Rembulan Tenggelam Di Wajahmu: Refleksi Makna Kehilangan

Aku tidak akan menulis panjang tentang buku ini. Karena aku sama sekali tidak mahir menulis review, menilai karya orang. Tapi aku akan menulis ulasan mengenai buku ini sebagai seorang pembaca, penikmat kisah-kisah kaya makna.

Judulnya Rembulan Tenggelam Di Wajahmu. Terdengar indah dan romantis, bukan? Bahkan pada awalnya kupikir ini adalah novel romens Tere Liye ke sekian. Nyatanya aku salah. Ini bukan kisah cinta sepasang anak manusia. Tapi ini adalah kisah seorang anak manusia dengan Tuhannya.

Setelah menamatkan novel ini hingga halaman terakhir, aku pun mengerti hakikat dari judul itu. Mungkin seharusnya bukan Rembulan Tenggelam Di Wajahmu.
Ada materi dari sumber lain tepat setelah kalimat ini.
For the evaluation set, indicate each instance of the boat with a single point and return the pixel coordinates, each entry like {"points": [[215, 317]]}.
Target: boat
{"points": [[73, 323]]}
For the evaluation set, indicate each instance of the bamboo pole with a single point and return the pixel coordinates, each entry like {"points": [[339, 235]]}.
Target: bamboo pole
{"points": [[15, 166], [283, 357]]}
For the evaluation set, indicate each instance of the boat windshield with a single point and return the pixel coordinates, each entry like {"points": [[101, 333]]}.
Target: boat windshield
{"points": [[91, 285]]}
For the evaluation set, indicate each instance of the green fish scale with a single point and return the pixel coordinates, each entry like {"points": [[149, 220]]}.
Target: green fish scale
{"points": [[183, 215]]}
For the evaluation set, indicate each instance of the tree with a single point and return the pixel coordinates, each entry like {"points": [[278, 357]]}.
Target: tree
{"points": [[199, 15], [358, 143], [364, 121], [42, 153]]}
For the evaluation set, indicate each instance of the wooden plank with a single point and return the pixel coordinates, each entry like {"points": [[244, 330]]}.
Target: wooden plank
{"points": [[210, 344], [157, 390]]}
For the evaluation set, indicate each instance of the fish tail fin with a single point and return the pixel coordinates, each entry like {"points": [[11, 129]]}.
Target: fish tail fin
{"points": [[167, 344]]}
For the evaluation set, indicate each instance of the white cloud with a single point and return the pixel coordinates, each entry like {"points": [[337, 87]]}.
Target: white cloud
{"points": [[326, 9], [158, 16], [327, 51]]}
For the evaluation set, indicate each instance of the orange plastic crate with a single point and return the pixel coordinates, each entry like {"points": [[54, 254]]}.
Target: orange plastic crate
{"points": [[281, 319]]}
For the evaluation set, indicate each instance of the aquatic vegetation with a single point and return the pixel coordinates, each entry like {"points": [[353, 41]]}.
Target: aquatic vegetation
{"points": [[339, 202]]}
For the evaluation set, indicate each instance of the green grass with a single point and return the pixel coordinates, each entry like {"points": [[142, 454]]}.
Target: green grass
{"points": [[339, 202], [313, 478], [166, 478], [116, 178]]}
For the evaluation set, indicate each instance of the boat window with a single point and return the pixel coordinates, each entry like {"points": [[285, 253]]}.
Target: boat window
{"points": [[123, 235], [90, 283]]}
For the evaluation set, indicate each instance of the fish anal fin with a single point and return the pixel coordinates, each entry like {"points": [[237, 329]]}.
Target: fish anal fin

Tapi Rembulan Tenggelam Di Wajah-Mu.

Ini adalah kisah perjalanan hidup. Perjalanan yang amat panjang dan berat, juga pahit, dari seorang anak manusia. Mengenai pencarian jawaban atas pertanyaan-pertanyaan terbesar dalam hidupnya.

Seorang laki-laki tua bernama Ray, terbangun dari koma untuk dibawa kembali ke masa lalu, menapaki jejak-jejak kisah kehilangan, rasa sakit, serta pertanyaan-pertanyaannya yang belum pernah terjawab. Hidupnya yang penuh dengan ketidakberuntungan sejak kecil, membuatnya beranggapan hidup begitu tidak adil. Teganya takdir merenggut kebahagian yang bahkan hanya sedikit dia miliki. Betapa Tuhan tidak mempedulikannya. Dalam perjalanannya kembali ke masa lalu, pertanyaan-pertanyaan yang selama ini mengungkung hatinya pun terjawab satu demi satu.

Secara teknis penulisan dan gaya bahasa, aku tidak akan berkomentar lagi. Dengan ciri khasnya Tere Liye yang membawa larut semua perasaan pembaca ke dalam cerita, bahkan typo sepanjang kalimat pun boleh jadi tidak bakal terhiraukan. TL memang berbakat soal itu.

Aku juga akan mengabaikan absurdnya tokoh pria berwajah menyenangkan yang sepanjang cerita menemani Ray menjejaki masa lalunya. Tidak diceritakan secara gamblang dia itu siapa, atau apa. Mungkin TL membebaskan pembacanya berimajinasi tentang siapa sebenarnya tokoh ini.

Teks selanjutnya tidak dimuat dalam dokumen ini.